三日月兜は空都がそんな風に思っているとは知らずに名乗るために言葉を続けた。


「良いか、その耳でよく聞け!……わしの名は伊達政宗、天下を取る男よ!」


伊達政宗、確かに三日月兜はそう高らかに発言した。


「……」


だが何故かその言葉を聞いた空都の顔は、徐々に険しくなっていく。
それに気付いた三日月兜…いや、政宗は少し空都を睨む。


「何を不服そうな顔をしておるのじゃ!わしはきちんと名を名乗ったぞ」

「い…いや……」


名前を教えてもらった相手には申し訳無いが、俺の中の何かが拒否をしているらしい。

空都は苦笑いをしながら政宗に向かって返事を返した。


「そのー、折角言ってくれたのに悪いんだけど……」

「何じゃ、何かあるならさっさと言わぬか」


政宗は腕を組みながら空都の言葉を待つ。


「やっぱ三日月って呼ぶよ、俺」

「な……っ?!」


素直に名前で呼べばよかったものを、空都は三日月で呼ぶことにしたようだ。それを聞いた政宗は肩をわなわなと震わす。

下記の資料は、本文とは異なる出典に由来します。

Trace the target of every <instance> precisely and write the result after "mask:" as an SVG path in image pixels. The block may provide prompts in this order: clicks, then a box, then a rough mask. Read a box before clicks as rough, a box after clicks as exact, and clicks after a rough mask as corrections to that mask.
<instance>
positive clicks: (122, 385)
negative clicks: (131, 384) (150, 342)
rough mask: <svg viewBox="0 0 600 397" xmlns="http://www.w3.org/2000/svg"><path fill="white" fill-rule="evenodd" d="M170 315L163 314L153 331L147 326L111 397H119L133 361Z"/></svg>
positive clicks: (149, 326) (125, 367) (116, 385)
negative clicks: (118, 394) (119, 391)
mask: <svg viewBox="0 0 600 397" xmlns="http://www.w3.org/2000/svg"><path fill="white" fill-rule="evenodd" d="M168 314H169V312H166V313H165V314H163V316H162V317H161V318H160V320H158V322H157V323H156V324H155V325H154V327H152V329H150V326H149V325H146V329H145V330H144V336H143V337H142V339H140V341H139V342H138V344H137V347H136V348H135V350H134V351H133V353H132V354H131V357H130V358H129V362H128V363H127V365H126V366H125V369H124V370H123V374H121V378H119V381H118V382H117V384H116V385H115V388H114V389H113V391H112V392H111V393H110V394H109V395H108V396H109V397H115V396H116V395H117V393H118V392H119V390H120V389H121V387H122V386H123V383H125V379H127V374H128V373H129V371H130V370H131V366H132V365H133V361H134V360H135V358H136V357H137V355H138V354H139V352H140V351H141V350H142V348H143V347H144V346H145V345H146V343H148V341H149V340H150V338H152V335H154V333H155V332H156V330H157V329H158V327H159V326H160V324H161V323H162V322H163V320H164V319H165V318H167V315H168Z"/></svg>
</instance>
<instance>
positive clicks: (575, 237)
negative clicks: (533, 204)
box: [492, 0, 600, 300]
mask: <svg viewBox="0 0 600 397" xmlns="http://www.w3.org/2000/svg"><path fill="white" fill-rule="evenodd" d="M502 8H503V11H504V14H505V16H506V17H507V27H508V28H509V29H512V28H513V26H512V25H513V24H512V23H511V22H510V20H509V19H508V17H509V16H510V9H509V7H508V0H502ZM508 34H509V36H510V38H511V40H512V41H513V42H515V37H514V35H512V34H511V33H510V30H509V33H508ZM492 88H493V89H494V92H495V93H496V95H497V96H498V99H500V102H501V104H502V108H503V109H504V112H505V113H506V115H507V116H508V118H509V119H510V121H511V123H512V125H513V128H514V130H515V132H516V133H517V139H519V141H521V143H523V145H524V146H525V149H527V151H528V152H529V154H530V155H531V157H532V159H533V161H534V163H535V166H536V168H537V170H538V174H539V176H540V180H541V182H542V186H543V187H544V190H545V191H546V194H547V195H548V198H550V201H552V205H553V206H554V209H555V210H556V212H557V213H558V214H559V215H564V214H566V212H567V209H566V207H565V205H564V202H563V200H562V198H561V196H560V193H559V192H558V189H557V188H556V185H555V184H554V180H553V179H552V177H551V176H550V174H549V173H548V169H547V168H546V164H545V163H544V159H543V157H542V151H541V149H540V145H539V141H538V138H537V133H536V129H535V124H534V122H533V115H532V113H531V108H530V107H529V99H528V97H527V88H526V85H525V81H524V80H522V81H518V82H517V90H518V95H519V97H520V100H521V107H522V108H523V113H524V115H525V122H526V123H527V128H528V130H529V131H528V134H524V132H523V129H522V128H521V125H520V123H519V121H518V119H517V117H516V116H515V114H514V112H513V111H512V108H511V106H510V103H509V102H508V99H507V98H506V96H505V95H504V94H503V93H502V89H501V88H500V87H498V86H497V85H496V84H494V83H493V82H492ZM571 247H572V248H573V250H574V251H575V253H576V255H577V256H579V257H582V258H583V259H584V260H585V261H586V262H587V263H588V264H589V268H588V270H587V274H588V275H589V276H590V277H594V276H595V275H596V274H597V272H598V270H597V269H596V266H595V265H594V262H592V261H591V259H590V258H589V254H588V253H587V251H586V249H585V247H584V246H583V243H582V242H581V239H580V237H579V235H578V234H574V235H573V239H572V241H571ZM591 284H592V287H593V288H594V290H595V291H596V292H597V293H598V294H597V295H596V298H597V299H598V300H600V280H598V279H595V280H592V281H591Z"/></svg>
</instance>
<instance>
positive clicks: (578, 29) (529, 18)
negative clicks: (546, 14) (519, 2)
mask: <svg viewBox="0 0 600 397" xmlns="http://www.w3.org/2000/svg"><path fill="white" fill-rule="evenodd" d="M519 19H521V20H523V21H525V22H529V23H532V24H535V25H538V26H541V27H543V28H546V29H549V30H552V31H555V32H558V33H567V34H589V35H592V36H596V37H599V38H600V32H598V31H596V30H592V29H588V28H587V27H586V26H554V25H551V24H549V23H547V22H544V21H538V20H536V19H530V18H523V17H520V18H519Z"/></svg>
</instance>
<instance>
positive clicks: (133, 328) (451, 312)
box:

「……こ、こ、この…馬鹿者ーっ!わしは三日月ではないと何度言えば分かるのじゃーーーっ!ええい、今すぐそこになおれ無礼者めがっ!!!」

「わぁーーっ!?仕方ないじゃんか!というか三日月、拳銃を俺に向けんなーっ!」

「三日月三日月と煩いわ馬鹿め!わしの拳銃の餌食となれッ!!!」


命の危機を感じた空都は政宗の前から逃げ出すが、政宗は許すわけがない。


「うわあっ!本気で撃ってくんなよ三日月!」

「わしの事をまだ三日月と呼ぶか、貴様ーッ!」


その後は言わずもがな、空都が追いかけ回され散々な目に合っていたのだった。